64. Charles Decimus Barraud (1822 - 1897)
Te Tarata, The White Terrace, Rotomahana, New Zealand
Watercolour heightened with white on paper
43 x 73.5 cm
Signed & dated CD Barraud 1879 (lower right)
est. $25,000 - 35,000
Fetched $32,000
Relative Size: Te Tarata, The White Terrace, Rotomahana, New Zealand
Relative size

A variant painted in 1875 was reproduced in chromolithograph in Barraud's New Zealand Graphic and Descriptive, London, 1877 ('Te Tarata Roto-Mahana'), Ellis 906). There is a smaller (30.4 x 51cm) and later variant dated 1881 in the Museum of New Zealand Te Papa Tongarewa, ('The White Terraces' 1936-0012-281)

PROVENANCE Frederick Gonnerman Dalgety (1817-1894), and thence by descent to the present owner

A set of twelve fine views of New Zealand from the collection of Frederick Gonnerman Dalgety, one of the greatest of all collectors of contemporary painting in the Antipodes in the 19th century.

Masterpieces from Dalgety's collection which were hung at Lockerly Hall, Hampshire, notably Australian and New Zealand subjects by Eugene von Guerard and William Strutt, were sold by the Dalgety family between 1970 and 2015 and now hang in the Museum of New Zealand Te Papa Tongarewa, Wellington, Auckland Art Gallery Toi o Tāmaki, the Art Gallery of New South Wales, Sydney, and Geelong Gallery, Victoria.

A Canadian-born merchant, financier and founder of the pastoral and agricultural company, Dalgety and Company, Frederick Dalgety arrived in Australia in 1834. His wool merchandising and financing business took off during the gold rush years in Melbourne and funded his art collecting in Victoria from the 1850s.
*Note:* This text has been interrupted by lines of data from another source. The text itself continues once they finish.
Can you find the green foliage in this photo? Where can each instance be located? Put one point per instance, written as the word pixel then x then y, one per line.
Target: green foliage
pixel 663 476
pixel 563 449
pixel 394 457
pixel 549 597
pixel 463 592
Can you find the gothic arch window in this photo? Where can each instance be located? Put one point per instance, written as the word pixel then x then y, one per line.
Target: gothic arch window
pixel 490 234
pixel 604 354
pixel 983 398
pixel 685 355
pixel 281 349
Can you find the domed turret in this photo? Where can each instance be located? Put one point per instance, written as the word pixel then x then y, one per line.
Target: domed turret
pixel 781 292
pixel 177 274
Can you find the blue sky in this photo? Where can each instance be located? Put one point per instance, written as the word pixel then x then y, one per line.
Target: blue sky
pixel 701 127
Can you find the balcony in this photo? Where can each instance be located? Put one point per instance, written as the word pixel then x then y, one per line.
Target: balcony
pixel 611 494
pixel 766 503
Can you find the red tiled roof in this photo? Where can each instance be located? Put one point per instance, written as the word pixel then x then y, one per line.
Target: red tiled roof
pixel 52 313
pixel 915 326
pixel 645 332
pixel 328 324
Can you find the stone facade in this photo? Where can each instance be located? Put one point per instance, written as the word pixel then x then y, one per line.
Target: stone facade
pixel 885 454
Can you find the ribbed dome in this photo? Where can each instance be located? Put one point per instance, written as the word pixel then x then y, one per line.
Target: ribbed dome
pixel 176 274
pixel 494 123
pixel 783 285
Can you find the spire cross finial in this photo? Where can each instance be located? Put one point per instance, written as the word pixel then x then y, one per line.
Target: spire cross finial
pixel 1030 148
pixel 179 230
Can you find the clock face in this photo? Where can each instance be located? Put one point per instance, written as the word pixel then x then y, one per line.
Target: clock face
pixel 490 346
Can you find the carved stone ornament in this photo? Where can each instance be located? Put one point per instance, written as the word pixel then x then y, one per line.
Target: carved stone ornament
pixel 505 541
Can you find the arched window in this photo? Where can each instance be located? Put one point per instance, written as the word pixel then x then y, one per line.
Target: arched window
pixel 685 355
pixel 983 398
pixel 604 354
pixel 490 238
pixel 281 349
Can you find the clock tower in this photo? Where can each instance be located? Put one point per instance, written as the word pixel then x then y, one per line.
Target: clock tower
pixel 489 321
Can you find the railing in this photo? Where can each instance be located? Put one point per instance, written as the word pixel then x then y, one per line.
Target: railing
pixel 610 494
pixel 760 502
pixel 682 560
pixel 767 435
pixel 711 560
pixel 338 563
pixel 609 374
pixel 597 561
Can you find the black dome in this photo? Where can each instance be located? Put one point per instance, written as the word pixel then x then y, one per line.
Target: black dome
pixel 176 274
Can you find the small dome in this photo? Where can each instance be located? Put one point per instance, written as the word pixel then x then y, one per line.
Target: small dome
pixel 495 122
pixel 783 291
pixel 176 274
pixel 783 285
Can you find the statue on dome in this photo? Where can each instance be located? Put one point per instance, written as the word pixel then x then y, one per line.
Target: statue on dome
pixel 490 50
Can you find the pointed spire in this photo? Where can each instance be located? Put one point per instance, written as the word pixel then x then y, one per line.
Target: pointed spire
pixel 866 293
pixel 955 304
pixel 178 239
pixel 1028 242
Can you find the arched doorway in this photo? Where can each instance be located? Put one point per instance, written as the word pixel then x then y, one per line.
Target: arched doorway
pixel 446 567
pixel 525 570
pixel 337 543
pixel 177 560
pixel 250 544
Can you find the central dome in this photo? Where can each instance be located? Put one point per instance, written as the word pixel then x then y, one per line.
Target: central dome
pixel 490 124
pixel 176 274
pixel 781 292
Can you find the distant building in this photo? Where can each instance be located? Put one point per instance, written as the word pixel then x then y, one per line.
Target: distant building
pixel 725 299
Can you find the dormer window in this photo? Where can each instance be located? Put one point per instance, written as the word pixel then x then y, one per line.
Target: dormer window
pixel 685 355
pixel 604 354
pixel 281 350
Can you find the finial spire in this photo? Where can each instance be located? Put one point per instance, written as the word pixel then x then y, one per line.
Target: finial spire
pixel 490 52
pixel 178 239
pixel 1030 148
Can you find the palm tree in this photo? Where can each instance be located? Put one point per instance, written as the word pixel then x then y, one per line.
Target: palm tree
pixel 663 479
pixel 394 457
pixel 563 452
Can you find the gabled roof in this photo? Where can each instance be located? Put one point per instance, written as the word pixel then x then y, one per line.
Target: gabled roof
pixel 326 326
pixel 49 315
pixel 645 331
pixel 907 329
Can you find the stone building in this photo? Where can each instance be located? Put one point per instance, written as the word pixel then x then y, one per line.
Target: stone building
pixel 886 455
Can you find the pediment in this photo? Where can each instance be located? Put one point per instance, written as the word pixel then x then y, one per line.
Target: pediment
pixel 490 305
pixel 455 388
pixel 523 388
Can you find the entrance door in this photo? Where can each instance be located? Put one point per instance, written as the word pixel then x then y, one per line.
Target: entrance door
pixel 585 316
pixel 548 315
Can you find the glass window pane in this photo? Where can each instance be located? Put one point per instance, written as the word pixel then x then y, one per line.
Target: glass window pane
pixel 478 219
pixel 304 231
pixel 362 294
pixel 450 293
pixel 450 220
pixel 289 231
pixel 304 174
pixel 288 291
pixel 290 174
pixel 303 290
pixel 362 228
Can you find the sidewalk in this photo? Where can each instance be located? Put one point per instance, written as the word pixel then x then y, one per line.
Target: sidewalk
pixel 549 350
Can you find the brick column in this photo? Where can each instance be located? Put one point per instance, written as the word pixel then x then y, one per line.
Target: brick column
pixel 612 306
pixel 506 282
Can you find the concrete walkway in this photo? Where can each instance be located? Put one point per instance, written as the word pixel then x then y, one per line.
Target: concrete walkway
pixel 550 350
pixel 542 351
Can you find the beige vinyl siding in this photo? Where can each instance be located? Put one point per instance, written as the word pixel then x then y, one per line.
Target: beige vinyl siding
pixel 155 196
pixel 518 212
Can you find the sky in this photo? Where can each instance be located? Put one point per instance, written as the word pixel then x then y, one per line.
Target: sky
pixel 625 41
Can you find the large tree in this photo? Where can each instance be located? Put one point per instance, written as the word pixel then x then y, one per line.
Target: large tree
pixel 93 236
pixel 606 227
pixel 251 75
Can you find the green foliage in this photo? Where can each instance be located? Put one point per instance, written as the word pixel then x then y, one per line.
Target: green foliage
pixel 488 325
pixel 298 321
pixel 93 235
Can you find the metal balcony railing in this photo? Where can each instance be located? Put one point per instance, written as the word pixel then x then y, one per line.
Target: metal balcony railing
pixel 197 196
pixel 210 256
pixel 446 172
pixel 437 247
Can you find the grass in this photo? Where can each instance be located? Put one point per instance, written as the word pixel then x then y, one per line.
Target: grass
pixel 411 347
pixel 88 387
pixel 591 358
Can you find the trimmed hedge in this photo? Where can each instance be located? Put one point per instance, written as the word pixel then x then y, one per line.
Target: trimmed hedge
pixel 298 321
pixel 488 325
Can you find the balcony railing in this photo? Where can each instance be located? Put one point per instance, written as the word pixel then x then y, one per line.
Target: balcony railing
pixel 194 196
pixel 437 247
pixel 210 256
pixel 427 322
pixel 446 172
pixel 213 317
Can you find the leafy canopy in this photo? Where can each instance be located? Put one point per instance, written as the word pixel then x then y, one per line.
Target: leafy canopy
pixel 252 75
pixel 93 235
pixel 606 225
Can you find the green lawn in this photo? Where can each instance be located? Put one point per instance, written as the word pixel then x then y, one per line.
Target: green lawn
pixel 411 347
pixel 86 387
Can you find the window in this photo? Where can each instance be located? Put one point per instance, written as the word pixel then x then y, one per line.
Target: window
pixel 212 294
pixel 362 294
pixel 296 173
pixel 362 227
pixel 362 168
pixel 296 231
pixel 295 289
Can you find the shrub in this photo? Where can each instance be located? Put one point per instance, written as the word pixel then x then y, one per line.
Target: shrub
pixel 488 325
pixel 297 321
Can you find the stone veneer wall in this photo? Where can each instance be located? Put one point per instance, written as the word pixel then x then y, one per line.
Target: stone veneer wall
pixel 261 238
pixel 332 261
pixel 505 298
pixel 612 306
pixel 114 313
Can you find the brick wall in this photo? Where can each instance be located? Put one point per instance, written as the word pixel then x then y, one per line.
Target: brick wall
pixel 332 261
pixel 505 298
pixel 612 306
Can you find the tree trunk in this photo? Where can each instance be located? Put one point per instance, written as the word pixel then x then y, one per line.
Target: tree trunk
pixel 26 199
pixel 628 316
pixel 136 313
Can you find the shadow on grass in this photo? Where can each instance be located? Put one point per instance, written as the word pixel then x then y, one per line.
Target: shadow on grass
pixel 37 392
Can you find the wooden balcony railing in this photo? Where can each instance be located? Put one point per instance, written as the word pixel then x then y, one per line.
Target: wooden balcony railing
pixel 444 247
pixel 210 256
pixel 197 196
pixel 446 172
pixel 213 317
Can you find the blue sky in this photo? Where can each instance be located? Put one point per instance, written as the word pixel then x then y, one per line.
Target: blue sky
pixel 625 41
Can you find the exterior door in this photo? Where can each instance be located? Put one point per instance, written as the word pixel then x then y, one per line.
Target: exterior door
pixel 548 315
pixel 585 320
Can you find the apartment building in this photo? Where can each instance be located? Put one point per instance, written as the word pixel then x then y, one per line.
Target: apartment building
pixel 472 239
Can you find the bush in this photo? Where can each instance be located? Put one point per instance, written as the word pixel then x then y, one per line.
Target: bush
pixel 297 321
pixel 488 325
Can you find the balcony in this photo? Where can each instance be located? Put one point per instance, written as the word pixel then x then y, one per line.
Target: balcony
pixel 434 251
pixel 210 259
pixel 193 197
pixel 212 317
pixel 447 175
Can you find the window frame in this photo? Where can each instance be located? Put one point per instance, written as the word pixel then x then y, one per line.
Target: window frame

His company was registered in London and listed on the London Stock Exchange in 1884, by which time he had sold his Australian properties but remained the owner of seven stations in New Zealand on his death in 1894.

Dalgety and Company continued to thrive after its founder's death, with offices throughout Australia and New Zealand, and continued with offices in both hemispheres through the 20th and into the 21st century as Dalgety plc, and latterly as PIC, now under the parent Genus plc.